Jawin Userguide - Calling a DLL Entry Point

Introduction

This part of the userguide, covers how to use Jawin when calling a DLL entry point. The information herein covers the "low-level" code, close to Jawin. This is the form of code the Jawin Type Browser generates - this generated code should be used instead of manually writing this "low-level" code. If the Jawin Type Browser is not able to generate stub-code for a specific DLL, the guidelines in this document should be followed.

Before spending time on wrapping common DLL entry points (eg. functions in the Win32 API) one should also check whether the donated code in the org.jawin.donated.* subpackages already contains a wrapping for the needed DLL functions. We would also be grateful if you have wrapped some common used DLL functions, and chose to donate them to the Jawin Project - please send a mail to the Jawin mailing list, and we will help you getting the source into the donated package.

Content

Quick 'n Dirty Overview of DLL terms
How to call a DLL Entry Point with Jawin
Sample Code
1. Using a "shortcut" invoke
2. Using the generic invoke
Error Handling
Threading Issues
Additional Resources

1. Quick 'n Dirty Overview of DLL terms

The traditional way to expose a software module to other programs in the Win32 world is through exposion of functions in a DLL, which is the way the standard Win32 API is exposed to other programs (eg. some of the DLL's containing Win32 functions are: kernel32.dll, user32.dll and advapi32.dll).

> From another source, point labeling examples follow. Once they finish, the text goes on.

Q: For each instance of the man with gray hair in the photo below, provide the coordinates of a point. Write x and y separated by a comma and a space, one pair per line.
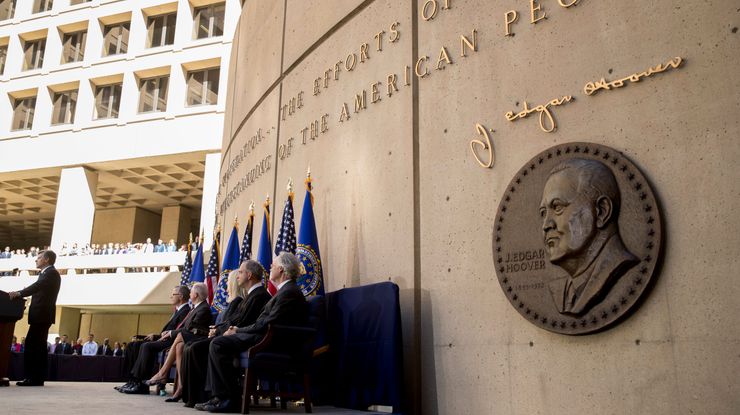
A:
580, 209
288, 307
195, 323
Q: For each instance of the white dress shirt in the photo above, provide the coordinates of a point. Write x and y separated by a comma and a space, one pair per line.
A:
90, 349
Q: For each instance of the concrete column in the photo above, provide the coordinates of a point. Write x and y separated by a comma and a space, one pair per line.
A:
208, 203
175, 224
137, 35
176, 92
73, 219
14, 61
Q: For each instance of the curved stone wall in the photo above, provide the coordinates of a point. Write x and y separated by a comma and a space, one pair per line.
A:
382, 100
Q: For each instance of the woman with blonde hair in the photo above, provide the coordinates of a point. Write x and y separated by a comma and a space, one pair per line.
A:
242, 312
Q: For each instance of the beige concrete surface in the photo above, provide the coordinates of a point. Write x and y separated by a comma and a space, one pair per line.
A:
400, 197
91, 397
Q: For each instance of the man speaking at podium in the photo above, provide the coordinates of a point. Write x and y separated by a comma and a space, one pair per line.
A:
41, 315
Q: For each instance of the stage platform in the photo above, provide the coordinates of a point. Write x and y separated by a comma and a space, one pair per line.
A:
99, 397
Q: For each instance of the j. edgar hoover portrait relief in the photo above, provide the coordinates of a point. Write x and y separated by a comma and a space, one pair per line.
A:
579, 210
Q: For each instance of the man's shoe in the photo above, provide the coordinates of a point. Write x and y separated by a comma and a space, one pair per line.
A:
202, 406
137, 389
124, 386
29, 382
222, 406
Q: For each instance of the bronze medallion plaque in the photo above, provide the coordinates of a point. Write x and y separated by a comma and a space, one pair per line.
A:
577, 238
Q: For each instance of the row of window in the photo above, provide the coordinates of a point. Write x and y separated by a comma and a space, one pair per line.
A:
202, 89
208, 22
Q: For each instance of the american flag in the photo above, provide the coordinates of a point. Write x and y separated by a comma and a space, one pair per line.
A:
286, 238
246, 252
212, 270
186, 268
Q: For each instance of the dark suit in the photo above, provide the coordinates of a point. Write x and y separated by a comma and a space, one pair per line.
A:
196, 325
240, 313
105, 350
288, 307
41, 314
132, 350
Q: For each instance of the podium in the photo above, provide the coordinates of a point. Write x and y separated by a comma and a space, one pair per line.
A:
10, 312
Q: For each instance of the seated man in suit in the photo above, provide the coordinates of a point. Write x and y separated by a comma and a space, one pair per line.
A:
179, 299
117, 350
195, 324
246, 297
90, 348
288, 307
204, 317
64, 347
104, 349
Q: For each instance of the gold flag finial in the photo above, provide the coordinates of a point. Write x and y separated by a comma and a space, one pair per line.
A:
290, 187
309, 187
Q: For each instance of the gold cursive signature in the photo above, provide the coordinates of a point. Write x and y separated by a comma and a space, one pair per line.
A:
543, 110
485, 145
594, 87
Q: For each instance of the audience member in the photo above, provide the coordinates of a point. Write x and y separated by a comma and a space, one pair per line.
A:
77, 347
247, 298
104, 349
117, 350
15, 346
135, 357
53, 347
198, 329
64, 346
288, 307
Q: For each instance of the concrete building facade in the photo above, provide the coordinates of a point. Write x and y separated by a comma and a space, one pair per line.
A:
399, 109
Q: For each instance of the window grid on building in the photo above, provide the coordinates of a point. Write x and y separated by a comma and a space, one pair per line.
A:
107, 101
65, 103
23, 109
209, 21
33, 51
73, 46
203, 87
115, 38
7, 9
161, 30
153, 94
3, 58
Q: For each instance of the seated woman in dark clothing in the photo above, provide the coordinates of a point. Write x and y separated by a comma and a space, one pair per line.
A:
240, 313
194, 327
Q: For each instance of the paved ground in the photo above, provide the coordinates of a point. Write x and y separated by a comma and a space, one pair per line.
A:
60, 398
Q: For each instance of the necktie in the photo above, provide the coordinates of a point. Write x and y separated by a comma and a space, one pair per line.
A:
185, 319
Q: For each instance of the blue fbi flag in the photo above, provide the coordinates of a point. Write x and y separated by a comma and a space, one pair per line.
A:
231, 262
264, 250
198, 274
186, 268
311, 280
212, 269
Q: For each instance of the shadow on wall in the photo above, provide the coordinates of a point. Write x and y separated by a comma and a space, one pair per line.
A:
428, 365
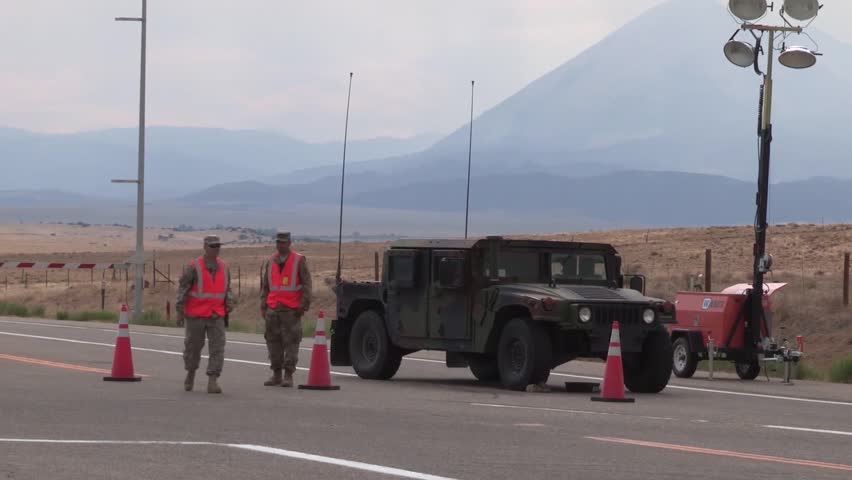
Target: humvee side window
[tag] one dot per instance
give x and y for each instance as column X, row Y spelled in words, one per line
column 401, row 272
column 573, row 266
column 449, row 272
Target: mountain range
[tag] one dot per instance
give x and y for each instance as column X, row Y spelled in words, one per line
column 650, row 126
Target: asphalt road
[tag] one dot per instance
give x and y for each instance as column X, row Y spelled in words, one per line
column 60, row 420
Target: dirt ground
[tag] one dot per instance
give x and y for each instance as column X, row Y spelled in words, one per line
column 808, row 257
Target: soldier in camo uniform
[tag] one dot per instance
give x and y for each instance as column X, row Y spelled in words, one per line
column 204, row 297
column 285, row 295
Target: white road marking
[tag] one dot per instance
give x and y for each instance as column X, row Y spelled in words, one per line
column 134, row 332
column 369, row 467
column 562, row 410
column 812, row 430
column 343, row 463
column 728, row 392
column 541, row 409
column 167, row 352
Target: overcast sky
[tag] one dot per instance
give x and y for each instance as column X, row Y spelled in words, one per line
column 284, row 65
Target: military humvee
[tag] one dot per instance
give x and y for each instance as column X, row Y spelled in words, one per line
column 511, row 310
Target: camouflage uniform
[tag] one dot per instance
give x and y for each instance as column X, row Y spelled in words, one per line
column 283, row 325
column 197, row 327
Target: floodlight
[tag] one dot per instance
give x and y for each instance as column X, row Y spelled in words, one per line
column 739, row 53
column 748, row 9
column 801, row 9
column 797, row 57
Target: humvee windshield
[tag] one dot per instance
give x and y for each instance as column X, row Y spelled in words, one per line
column 566, row 266
column 574, row 266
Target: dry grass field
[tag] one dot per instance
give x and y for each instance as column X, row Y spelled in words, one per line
column 809, row 257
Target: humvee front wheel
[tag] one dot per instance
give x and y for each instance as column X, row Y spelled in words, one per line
column 649, row 370
column 524, row 354
column 372, row 353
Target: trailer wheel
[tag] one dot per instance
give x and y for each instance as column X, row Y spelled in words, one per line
column 684, row 361
column 748, row 370
column 373, row 355
column 650, row 370
column 524, row 354
column 483, row 367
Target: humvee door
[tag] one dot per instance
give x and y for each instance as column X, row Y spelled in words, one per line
column 407, row 293
column 449, row 304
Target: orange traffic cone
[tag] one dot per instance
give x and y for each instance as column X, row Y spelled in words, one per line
column 319, row 377
column 122, row 361
column 613, row 383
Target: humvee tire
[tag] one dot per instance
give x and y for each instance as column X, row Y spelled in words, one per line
column 684, row 361
column 524, row 354
column 747, row 370
column 483, row 366
column 373, row 356
column 649, row 371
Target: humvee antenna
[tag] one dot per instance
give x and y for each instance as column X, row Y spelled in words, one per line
column 342, row 177
column 469, row 145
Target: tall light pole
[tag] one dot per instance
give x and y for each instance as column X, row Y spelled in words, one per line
column 744, row 55
column 342, row 178
column 139, row 260
column 469, row 147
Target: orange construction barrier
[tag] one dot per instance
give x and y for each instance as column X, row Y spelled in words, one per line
column 613, row 383
column 319, row 376
column 122, row 361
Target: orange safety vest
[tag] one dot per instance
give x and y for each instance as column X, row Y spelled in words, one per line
column 207, row 295
column 285, row 285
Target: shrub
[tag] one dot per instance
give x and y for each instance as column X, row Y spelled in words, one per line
column 841, row 371
column 14, row 309
column 152, row 318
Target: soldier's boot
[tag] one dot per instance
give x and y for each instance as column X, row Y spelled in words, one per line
column 288, row 379
column 275, row 379
column 213, row 385
column 189, row 382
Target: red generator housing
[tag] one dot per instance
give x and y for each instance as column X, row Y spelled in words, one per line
column 722, row 317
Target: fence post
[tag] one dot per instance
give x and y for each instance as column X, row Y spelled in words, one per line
column 846, row 279
column 708, row 269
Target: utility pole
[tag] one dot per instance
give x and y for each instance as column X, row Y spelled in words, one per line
column 139, row 260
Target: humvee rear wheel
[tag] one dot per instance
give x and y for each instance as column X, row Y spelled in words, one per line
column 372, row 353
column 649, row 370
column 747, row 370
column 524, row 354
column 483, row 367
column 684, row 361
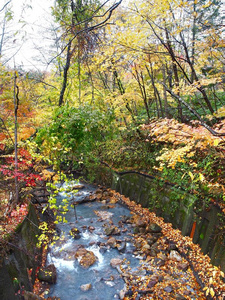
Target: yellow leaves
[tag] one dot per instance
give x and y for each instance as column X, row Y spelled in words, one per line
column 191, row 175
column 172, row 156
column 209, row 291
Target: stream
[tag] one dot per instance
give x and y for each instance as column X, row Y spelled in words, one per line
column 71, row 276
column 103, row 232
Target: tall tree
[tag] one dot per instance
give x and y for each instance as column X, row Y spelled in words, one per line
column 77, row 19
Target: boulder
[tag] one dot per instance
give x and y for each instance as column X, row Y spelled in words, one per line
column 111, row 242
column 85, row 257
column 112, row 230
column 75, row 233
column 31, row 296
column 153, row 228
column 115, row 262
column 86, row 287
column 47, row 274
column 174, row 255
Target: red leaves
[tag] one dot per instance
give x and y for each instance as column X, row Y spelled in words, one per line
column 23, row 173
column 18, row 214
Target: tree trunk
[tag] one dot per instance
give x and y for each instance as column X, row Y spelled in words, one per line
column 65, row 74
column 16, row 106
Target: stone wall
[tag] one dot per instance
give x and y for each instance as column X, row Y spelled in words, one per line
column 22, row 256
column 175, row 206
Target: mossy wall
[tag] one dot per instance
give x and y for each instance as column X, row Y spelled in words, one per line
column 22, row 256
column 175, row 206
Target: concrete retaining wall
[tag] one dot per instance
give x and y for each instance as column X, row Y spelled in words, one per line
column 174, row 205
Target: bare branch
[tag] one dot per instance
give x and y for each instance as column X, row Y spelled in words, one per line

If curious about exactly what functions a DLL exposes, a tool like Dependency Walker can be used (this tool is included in Visual Studio, where it is named Depends). Unfortunately DLL entry points do not contain meta data about which parameters a function requires, so to successfully use functions from a DLL, documentation for it is required. This can either take the form of header files for the DLL or more formal documentation, like eg. the Win32 API documentation contained in MSDN.

The Win32 API documentation specifies for each function the library that contains the particular function. Eg. the documentation for the Win32 MessageBox function contains the following requirements section:

Windows NT/2000: Requires Windows NT 3.1 or later.
Windows 95/98: Requires Windows 95 or later.
Header: Declared in Winuser.h; include Windows.h.
Library: Use User32.lib.
Unicode: Implemented as Unicode and ANSI versions on all platforms.

The line to note here, is the library line. This specifies in which import library the MessageBox function is defined. The name of the DLL file in which the MessageBox function is exposed is then a .dll-file with the same name as the .lib-file. So the MessageBox function is in the DLL user32.dll.

Besides this it is necessary to note the unicode line. A comment such as this usually means that there are really no MessageBox function in user32.dll, but instead two versions of it (this is actually the case for most Win32 API functions accepting strings as input):

MessageBoxW (accepting Unicode UCS-2 strings - two byte per character)
MessageBoxA (accepting ANSI strings - one byte per character)

This should be verified with the Dependency Walker. Pt. the Jawin marshalling code is only able to marshal to two byte Unicode strings (or BSTR), so the MessageBoxW should be choosen.

If you only have a vague feeling about what this Unicode stuff is about, please use the 15 minutes required to read the article about character encodings, refered to in the additional resources.

2. How to call a DLL Entry Point with Jawin

To call an exposed DLL function, the class org.jawin.FuncPtr should be used. Each instance of this class represents a single DLL entry point, and you create a FuncPtr by specifying a library name and entry point name.

After creating a FuncPtr-object, the DLL function can be invoked by calling one of the invoke()-methods. The FuncPtr-class contains both a generic invoke()-method that covers all function signatures, as well as several "shortcut"-methods for standard function signatures. Please see the Javadoc for the FuncPtr-class for the details about exactly what "shortcut"-methods exists.

Note that the invoke() methods can be invoked several times on a FuncPtr-object and from different threads, so if the same native function is used more than once, the FuncPtr-object can with advantage be cached.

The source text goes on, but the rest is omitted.